Necesitaba tocarme. Sentía ese impulso primal que me nace del pecho e irradia hacia mis intimidades, agarrándose firme en mis ingles como una enredadera que me aprieta ligeramente. Había llegado a casa después de un triste paseo, sola, bajo la lluvia fría. Harta y, a la vez, excitada. Necesitaba el placer. Era mi consuelo.

Me fui al baño y meé. Primer paso básico. Otro paso que, de casualidad, había tomado había sido depilarme. Hubo un tiempo que me lo tomaba como una obligación opresiva, pero ya no: ya era más una cuestión de cuándo podía, cuándo me apetecía. Me lavé las manos y me fui a la habitación. Mi cuerpo ya saboreaba un poquito el dulce: la punta del glande se deshacía en cosquillitas bobas de anticipación.

Cerré la puerta de la habitación, aunque estuviera sola. Necesitaba encontrar intimidad y la puerta abierta nunca me ha ayudado. Me quité la ropa delante del espejo, pero me dejé el sujetador y el tanga. Me había puesto mi conjunto favorito para salir a dar aquel paseo, simplemente, por sentir la textura… Supongo que eso ya me incitó para lo que sentía en ese momento. Delante del espejo aúm, me acaricié el flanco y me estiré muy coqueta, buscando sentirme entera. Me masajeé un poco el hombro.

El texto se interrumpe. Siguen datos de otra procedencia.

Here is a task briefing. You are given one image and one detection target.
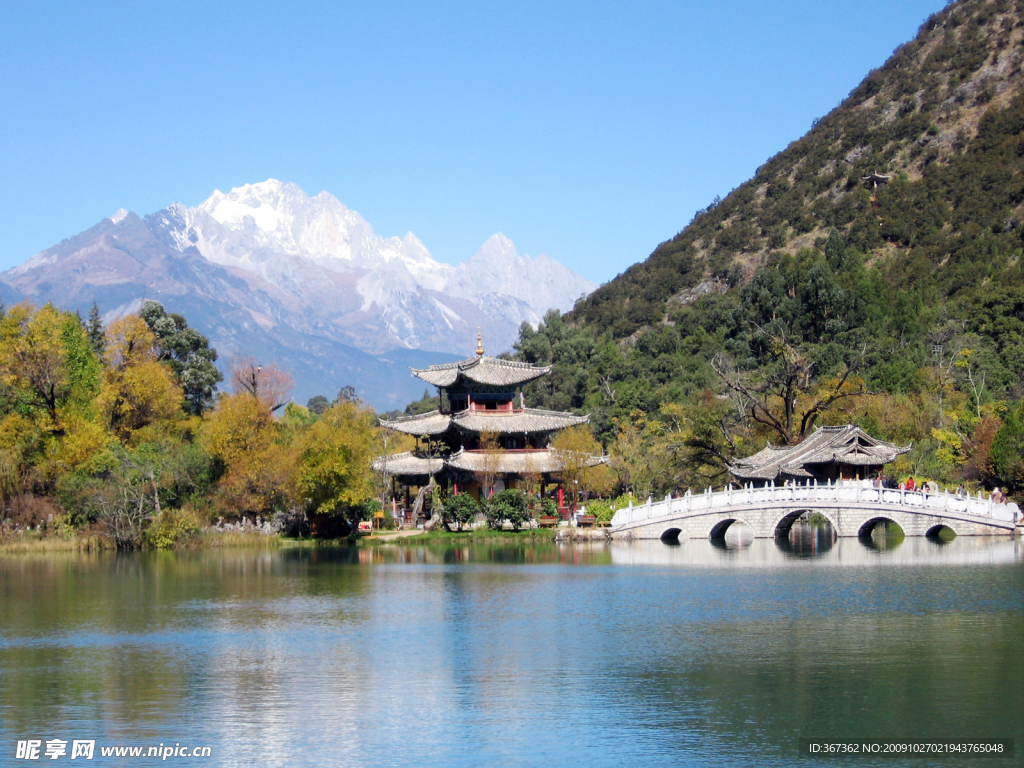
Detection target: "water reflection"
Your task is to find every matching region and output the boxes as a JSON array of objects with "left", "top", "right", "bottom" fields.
[
  {"left": 608, "top": 525, "right": 1024, "bottom": 567},
  {"left": 775, "top": 522, "right": 836, "bottom": 558},
  {"left": 0, "top": 540, "right": 1024, "bottom": 768}
]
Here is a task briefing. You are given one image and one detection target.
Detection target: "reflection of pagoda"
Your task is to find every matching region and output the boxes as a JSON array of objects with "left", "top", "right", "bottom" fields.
[{"left": 374, "top": 334, "right": 602, "bottom": 514}]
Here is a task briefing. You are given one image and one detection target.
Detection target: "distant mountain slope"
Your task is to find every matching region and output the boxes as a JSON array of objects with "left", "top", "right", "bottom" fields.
[
  {"left": 569, "top": 0, "right": 1024, "bottom": 338},
  {"left": 0, "top": 179, "right": 594, "bottom": 408}
]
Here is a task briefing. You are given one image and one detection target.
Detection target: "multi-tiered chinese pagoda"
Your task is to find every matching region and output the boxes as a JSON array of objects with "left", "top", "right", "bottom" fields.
[{"left": 374, "top": 337, "right": 603, "bottom": 512}]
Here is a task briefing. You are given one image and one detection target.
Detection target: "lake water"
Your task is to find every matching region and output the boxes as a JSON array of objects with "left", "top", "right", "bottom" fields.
[{"left": 0, "top": 532, "right": 1024, "bottom": 766}]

Hoy… hoy quería manos. Nada de juguetes. Los vibradores están muy bien, pero para cuando necesito conectar, la conexión es con mis manos y la sedosa textura de mi lubricante. El pene de una mujer necesita mimos, muchos: es un clítoris renacido… y habla distintos idiomas dependiendo del día. Hoy me pedía el de mis manos, clarísimo.

Me acosté en la cama. Hacía un poco de frío; la casa es vieja y no tiene calefacción. Me desnudé y me presioné un poquito los pezones y, con el pulgar con una gotita de lubricante, presioné la cabecita de la serpiente. Lancé un suspiro de bien dentro. Mi cuerpo se despertó sintiendo esa suave ternura cálida con garras de hierro en donde se mezcla ese querer mimos con querer fuego muy oscuro a la vez.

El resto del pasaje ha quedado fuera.